Come argomentano i fautori della proposta di legge, la gravità
dell’attuale situazione sarebbe determinata dal “permissivismo”
contenuto nel concetto di “modica quantità”, un’idea ispirata e
alimentata dall’affermazione, soprattutto negli anni ’60 e ‘70, della
“cultura della droga”, intimamente sposata alle cosiddette “culture
alternative” o “controculture”. In effetti, questo è il ragionamento,
rozzo e semplicistico, che fonda lo spirito della legge Fini.
Invece, è un dato incontestabile che la causa dei crimini abitualmente
perpetrati nelle aree urbane più degradate, ad esempio i reati commessi
dai giovani tossicomani, sia proprio nell’esatto contrario del
permissivismo, ossia in quel regime proibizionista che di fatto regola e
decide la questione.

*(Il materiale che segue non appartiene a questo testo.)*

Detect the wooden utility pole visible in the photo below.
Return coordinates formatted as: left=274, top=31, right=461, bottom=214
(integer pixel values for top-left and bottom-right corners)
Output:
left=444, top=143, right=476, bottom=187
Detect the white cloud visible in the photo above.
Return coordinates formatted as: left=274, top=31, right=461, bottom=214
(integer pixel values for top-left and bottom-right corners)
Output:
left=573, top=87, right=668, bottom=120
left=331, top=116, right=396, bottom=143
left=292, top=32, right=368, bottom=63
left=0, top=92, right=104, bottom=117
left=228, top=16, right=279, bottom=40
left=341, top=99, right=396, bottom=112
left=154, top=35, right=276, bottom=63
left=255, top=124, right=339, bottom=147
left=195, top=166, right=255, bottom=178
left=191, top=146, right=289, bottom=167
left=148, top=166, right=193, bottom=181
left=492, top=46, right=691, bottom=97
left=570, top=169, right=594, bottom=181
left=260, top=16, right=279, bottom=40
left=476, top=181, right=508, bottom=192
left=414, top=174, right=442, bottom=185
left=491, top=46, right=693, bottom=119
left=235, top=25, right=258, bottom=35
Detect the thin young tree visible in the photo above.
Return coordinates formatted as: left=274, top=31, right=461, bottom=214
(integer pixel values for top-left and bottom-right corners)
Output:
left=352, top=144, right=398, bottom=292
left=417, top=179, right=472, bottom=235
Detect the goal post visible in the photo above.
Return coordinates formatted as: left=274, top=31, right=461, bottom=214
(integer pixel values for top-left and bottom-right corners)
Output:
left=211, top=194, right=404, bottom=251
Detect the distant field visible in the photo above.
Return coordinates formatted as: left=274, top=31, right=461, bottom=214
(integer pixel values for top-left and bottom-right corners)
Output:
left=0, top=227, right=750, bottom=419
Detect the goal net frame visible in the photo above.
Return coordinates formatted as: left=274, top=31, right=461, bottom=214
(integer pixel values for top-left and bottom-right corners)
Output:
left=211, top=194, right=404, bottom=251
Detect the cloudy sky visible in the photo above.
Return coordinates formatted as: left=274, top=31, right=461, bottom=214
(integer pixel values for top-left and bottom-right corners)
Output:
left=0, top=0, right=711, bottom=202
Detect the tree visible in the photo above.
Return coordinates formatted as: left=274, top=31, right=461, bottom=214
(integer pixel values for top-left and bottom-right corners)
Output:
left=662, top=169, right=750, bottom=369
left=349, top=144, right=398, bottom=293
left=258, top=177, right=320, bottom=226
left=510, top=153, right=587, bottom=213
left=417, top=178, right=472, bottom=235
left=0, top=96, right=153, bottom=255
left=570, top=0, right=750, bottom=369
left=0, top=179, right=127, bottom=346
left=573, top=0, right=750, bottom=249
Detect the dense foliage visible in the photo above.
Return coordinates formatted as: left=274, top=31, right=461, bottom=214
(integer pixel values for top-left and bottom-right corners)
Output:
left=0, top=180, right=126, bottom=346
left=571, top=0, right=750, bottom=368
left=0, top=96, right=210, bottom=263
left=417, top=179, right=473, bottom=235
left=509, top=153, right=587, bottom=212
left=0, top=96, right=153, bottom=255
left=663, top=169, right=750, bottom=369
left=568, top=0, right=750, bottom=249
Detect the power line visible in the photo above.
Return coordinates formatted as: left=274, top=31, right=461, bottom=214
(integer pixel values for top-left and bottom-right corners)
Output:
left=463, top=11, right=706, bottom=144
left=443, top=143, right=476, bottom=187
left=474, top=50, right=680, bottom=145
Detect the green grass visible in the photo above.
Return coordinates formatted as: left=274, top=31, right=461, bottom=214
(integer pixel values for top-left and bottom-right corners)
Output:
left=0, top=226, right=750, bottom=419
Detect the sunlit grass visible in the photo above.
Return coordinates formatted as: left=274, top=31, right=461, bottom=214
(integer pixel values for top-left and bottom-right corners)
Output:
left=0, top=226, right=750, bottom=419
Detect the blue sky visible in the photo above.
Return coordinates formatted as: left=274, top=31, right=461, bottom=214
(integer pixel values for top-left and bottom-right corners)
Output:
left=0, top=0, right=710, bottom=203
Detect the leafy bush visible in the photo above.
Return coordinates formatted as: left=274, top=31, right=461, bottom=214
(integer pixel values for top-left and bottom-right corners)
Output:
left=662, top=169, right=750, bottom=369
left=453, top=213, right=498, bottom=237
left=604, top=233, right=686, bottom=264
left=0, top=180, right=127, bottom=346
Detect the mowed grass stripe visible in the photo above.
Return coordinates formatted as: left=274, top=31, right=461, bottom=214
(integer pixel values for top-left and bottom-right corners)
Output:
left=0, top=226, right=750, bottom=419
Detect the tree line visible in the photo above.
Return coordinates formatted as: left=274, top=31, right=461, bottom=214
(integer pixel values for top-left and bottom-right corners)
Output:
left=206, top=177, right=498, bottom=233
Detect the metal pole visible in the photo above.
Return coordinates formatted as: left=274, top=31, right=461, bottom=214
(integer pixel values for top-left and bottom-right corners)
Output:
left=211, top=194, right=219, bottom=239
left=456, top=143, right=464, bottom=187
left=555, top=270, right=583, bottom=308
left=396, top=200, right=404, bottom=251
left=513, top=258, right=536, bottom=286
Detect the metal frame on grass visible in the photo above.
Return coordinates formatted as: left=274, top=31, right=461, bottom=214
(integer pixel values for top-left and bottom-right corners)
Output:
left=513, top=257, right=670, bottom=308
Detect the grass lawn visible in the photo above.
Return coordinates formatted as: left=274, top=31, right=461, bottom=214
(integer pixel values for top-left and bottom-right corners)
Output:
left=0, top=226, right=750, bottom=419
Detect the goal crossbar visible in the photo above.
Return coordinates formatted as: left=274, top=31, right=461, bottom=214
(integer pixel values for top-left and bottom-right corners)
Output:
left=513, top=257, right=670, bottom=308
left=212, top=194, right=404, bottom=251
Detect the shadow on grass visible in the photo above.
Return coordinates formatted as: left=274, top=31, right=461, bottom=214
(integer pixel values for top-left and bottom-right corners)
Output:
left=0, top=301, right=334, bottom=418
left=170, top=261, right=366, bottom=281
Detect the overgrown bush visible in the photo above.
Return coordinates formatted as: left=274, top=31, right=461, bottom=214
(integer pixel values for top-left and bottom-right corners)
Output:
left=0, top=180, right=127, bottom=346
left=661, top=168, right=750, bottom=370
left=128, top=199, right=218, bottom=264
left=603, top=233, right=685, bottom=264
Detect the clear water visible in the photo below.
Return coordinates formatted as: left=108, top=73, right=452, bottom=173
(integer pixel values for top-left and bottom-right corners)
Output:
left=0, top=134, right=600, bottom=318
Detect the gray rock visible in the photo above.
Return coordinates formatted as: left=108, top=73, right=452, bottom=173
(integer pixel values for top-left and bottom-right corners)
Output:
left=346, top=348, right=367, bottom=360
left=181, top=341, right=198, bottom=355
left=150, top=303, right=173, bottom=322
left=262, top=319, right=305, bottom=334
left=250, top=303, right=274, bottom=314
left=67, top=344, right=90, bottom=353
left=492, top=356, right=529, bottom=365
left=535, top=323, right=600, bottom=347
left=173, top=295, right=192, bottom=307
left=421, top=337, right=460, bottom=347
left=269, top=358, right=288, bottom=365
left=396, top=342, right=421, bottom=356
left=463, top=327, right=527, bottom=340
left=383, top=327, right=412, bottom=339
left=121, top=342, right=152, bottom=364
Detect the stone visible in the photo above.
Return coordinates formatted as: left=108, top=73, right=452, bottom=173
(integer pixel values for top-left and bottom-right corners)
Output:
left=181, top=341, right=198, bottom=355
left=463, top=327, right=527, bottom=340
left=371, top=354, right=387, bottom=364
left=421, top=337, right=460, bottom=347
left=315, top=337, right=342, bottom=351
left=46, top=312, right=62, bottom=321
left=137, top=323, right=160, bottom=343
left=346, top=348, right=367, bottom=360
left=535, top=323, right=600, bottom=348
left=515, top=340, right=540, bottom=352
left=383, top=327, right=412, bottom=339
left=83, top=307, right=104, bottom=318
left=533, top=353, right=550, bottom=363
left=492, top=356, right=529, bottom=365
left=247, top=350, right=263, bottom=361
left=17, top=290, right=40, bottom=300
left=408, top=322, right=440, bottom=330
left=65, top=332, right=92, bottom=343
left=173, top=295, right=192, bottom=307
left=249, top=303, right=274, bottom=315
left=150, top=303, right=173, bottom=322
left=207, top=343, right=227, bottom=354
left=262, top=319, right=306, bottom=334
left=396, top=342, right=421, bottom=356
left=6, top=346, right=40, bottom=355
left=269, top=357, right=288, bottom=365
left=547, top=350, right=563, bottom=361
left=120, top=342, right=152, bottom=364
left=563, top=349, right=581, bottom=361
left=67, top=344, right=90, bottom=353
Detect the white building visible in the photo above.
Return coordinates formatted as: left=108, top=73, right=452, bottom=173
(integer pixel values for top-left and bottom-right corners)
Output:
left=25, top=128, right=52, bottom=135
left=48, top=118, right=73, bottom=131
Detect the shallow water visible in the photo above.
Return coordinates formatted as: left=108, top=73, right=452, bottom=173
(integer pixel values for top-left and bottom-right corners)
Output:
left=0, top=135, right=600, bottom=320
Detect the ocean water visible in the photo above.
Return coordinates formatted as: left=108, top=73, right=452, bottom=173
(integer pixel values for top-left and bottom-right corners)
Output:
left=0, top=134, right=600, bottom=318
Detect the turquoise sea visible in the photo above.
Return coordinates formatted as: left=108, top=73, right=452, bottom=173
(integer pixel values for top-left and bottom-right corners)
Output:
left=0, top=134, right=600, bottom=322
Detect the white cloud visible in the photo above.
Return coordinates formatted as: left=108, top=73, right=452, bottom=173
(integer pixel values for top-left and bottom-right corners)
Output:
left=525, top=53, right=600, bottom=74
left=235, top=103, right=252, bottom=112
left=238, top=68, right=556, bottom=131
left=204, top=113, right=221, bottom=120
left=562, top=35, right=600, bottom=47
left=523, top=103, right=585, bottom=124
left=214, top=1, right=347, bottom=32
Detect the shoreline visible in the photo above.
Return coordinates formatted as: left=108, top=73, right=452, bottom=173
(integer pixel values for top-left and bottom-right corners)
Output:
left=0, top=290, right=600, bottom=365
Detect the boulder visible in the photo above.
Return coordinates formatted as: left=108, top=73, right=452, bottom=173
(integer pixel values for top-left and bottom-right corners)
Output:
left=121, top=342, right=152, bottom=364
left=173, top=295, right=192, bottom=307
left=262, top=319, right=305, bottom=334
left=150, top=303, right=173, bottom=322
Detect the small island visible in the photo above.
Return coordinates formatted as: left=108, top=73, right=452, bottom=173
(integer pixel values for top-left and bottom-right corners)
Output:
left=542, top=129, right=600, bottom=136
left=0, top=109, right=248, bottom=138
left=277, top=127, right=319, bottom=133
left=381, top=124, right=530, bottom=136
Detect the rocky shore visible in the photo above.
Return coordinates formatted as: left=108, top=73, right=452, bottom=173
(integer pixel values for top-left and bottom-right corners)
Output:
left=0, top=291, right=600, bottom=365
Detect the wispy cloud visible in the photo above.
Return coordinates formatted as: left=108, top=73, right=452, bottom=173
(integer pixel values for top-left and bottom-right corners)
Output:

Un regime che la legge Fini renderebbe ancora più
crudo, criminalizzando non solo le abitudini di milioni di consumatori
di droghe leggere, ma penalizzando anche altri comportamenti, fino a
negare e calpestare alcuni diritti sanciti dalla Costituzione.
Le misure draconiane previste dalla suddetta legge (non ancora in
vigore) mirano a reprimere il diritto a “farsi”, ma non ne eliminano le
cause reali, nella misura in cui le ragioni dell’alienazione giovanile
nelle droghe sono di natura esistenziale, psicologica, culturale, non
giuridica. Inoltre, quelle norme punitive investirebbero solo i piccoli
spacciatori, ossia gli stessi abituali consumatori di sostanze
narcotiche.
Tale disegno politico cela una perversa volontà di esasperare il
fenomeno della violenza urbana, specialmente di quella minorile.
L’esperienza storica ha dimostrato che l’imbarbarimento di una già
ferrea disciplina repressiva non fa altro che scatenare l’effetto
contrario, generando fenomeni di recrudescenza e l’aumento del
disordine, della rabbia, della disperazione.
Tale proposta di legge costituisce un ulteriore segnale che attesta
l’involuzione in senso reazionario di una notevole parte della classe
dirigente italiana, a cui non corrisponde un pari fenomeno regressivo
nella società civile, che in tal modo si discosta sempre più dagli
ambienti, dagli umori e dai poteri istituzionali del Palazzo.